Ramesh and Jayapaul also advised organizations to watch for unexpected password changes on local Administrator accounts followed by rapid restoration, and to enforce least privilege aggressively.
“BlueHammer requires local access to execute. The attack chain begins from a standard user context, so limiting what compromised user accounts can interact with – particularly Cloud Files APIs and VSS interfaces – reduces the attack surface meaningfully,” they noted.
There’s currently no public reports of BlueHammer being exploited by attackers but, as the researchers pointed out, “ransomware operators and APT groups routinely weaponize public LPE PoC code within days of release,” which means that attacks may already be in progress and are still flying under the radar.
The only good news here is that the exploit cannot be leveraged by unauthenticated attackers, but resourceful attackers can (and often do) find a way over that hurdle by stealing credentials, using social engineering, and so on.
We’ve reached out to Microsoft for a comment on the situation, and we’ll update this article when we hear back from them.

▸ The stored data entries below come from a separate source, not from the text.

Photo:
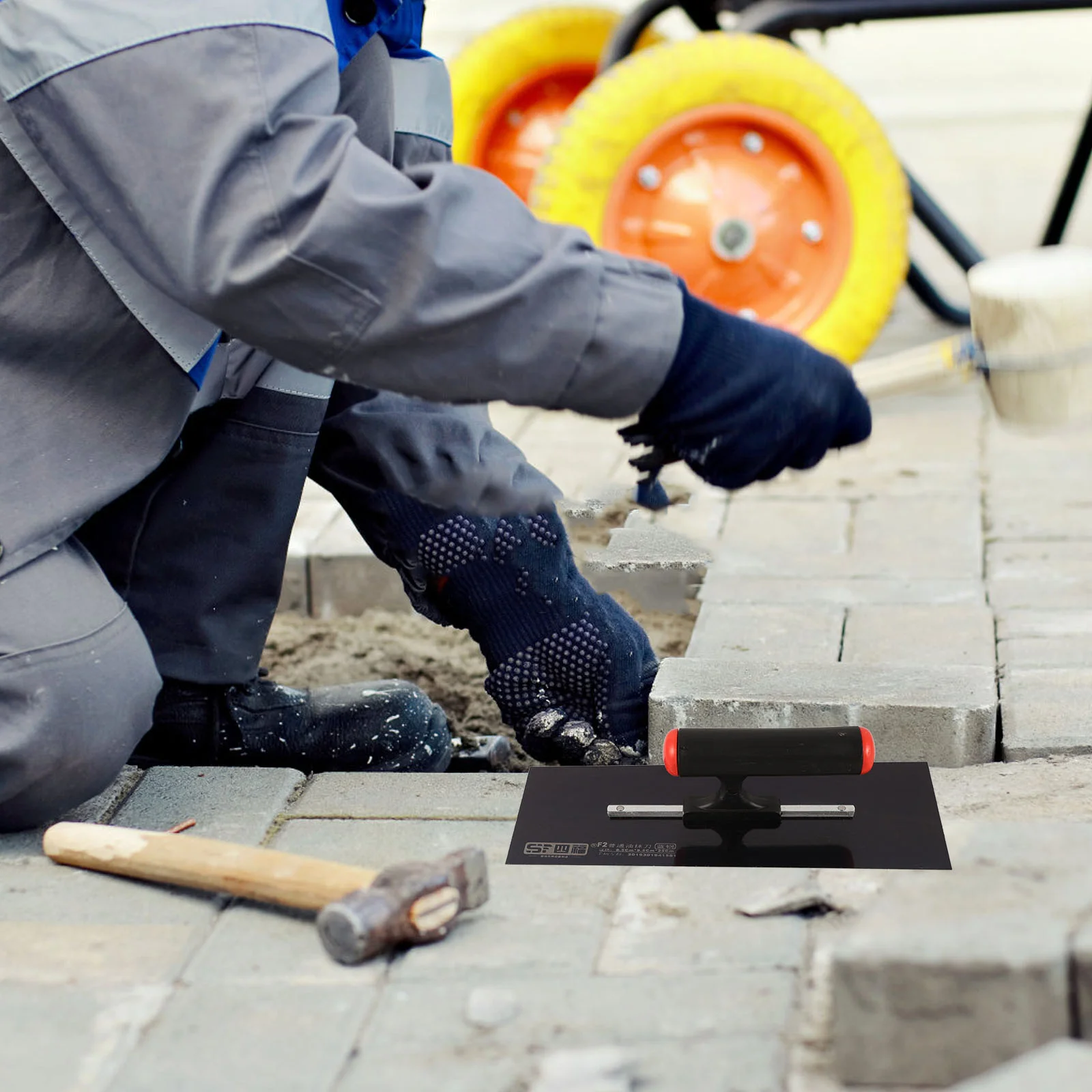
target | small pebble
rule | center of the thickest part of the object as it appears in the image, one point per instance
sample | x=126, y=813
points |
x=489, y=1007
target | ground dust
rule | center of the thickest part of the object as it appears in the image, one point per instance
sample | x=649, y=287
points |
x=445, y=663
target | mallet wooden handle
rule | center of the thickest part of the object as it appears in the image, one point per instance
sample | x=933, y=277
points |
x=913, y=371
x=265, y=875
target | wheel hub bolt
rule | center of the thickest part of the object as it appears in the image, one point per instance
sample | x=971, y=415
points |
x=753, y=143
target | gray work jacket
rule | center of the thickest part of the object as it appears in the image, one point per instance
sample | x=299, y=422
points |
x=186, y=165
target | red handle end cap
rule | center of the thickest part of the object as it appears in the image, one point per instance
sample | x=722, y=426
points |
x=672, y=753
x=867, y=749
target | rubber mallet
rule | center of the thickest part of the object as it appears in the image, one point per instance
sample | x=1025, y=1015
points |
x=360, y=912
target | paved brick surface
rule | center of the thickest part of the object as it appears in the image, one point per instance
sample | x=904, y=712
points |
x=1062, y=1066
x=233, y=804
x=945, y=715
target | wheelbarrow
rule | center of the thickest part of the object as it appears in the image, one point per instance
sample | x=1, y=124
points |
x=733, y=158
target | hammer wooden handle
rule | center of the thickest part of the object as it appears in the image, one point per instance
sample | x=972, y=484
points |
x=913, y=371
x=250, y=873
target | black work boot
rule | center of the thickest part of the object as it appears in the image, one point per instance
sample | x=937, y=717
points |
x=360, y=728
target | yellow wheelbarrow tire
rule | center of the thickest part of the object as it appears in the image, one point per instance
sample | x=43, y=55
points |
x=753, y=172
x=511, y=85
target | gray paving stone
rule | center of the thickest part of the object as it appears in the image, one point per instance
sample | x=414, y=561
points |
x=780, y=526
x=723, y=587
x=412, y=796
x=345, y=578
x=729, y=1064
x=281, y=1037
x=98, y=809
x=229, y=803
x=1024, y=517
x=936, y=635
x=794, y=633
x=1046, y=711
x=682, y=921
x=253, y=945
x=1062, y=1066
x=947, y=977
x=735, y=1039
x=659, y=568
x=549, y=920
x=921, y=538
x=944, y=715
x=59, y=1039
x=63, y=925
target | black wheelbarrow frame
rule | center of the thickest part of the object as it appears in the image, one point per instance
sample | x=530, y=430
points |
x=779, y=19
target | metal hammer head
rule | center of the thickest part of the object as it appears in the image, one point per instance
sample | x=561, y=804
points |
x=407, y=904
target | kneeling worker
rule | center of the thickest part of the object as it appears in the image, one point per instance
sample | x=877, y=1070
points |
x=171, y=173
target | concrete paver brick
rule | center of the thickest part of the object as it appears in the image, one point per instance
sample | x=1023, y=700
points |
x=775, y=527
x=222, y=1037
x=662, y=571
x=732, y=1020
x=944, y=715
x=1046, y=711
x=1062, y=1066
x=61, y=1037
x=412, y=796
x=345, y=578
x=921, y=635
x=779, y=633
x=947, y=977
x=98, y=808
x=680, y=921
x=61, y=925
x=551, y=920
x=256, y=946
x=723, y=587
x=229, y=803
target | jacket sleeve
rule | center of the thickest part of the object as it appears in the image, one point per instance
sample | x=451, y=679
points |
x=216, y=163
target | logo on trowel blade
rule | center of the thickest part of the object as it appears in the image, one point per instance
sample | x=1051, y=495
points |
x=556, y=849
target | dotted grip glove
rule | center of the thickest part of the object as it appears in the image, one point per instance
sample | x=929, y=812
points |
x=744, y=401
x=569, y=670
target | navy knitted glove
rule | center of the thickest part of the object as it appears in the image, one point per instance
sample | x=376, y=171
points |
x=743, y=401
x=569, y=670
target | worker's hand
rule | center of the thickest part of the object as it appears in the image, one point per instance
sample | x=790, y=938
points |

UPDATE (April 8, 2026, 05:15 p.m. ET):
“Microsoft has a customer commitment to investigate reported security issues and update impacted devices to protect customers as soon as possible. We also support coordinated vulnerability disclosure, a widely adopted industry practice that helps ensure issues are carefully investigated and addressed before public disclosure, supporting both customer protection and the security research community,” a Microsoft spokesperson told Help Net Security.